Hourly investigation.#

This does a checkout of JAX and XLA at each hour between the 2 dates, rebuilds everything and runs the test. The scripts are structured differently. We start the working container and keep it. Then inside it, we only trigger incremental XLA builds except for the first build. So it is much faster after the first iteration.

  • test_runner2.sh:

  # Execute this script inside the container:
  # docker run -v $PWD:/dir --gpus=all ghcr.io/nvidia/jax:nightly-2023-08-24 /bin/bash
  cd /opt/xla-source
  git remote update
  cd /opt/jax-source
  git remote update
  pip install jmp pyvista numpy matplotlib Rtree trimesh jmp termcolor orbax
  cd /tmp
  git clone https://github.com/Autodesk/XLB
  cd XLB

  for d in `seq -w 24 26`; do
      for h in `seq -w 0 24`; do
          echo $m $d $h
          /bin/bash /dir/test2.sh Aug $d 2023 $h:00:00 &> OUT-08-${d}-$h
      done
  done
  • test2.sh:

  echo "param: $@"
  cd /opt/xla-source
  git checkout `git rev-list -1 --before="$*" origin/main`
  git show -q
  cd /opt/jax-source
  git checkout `git rev-list -1 --before="$*" origin/main`
  git show -q

  rm /opt/jax-source/dist/jax*.whl
  build-jax.sh # The script is in the nightly container

  export PYTHONPATH=.
  export CUDA_VISIBLE_DEVICES=0 # only 1 GPU is needed

  python3 examples/performance/MLUPS3d.py 256 200

Now, you can execute the grep command on the new output files to see which hours the issue appeared between.

Final verification#

With this, you need to check the JAX and XLA history between those hours.

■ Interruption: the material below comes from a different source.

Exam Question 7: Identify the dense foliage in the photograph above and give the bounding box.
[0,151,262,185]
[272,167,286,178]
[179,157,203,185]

Maybe there are a few commits to test. You can use git bisect if you want to be fancy.

Can this be improved?#

Yes! If it was a crash regression, being able to do a bisect would be useful. But it would be more complicated. If someone want to contribute such instructions, please submit a PR ;)

For speed regressions, a bisect can hide some information. We wouldn’t see as easily that there were two regressions here.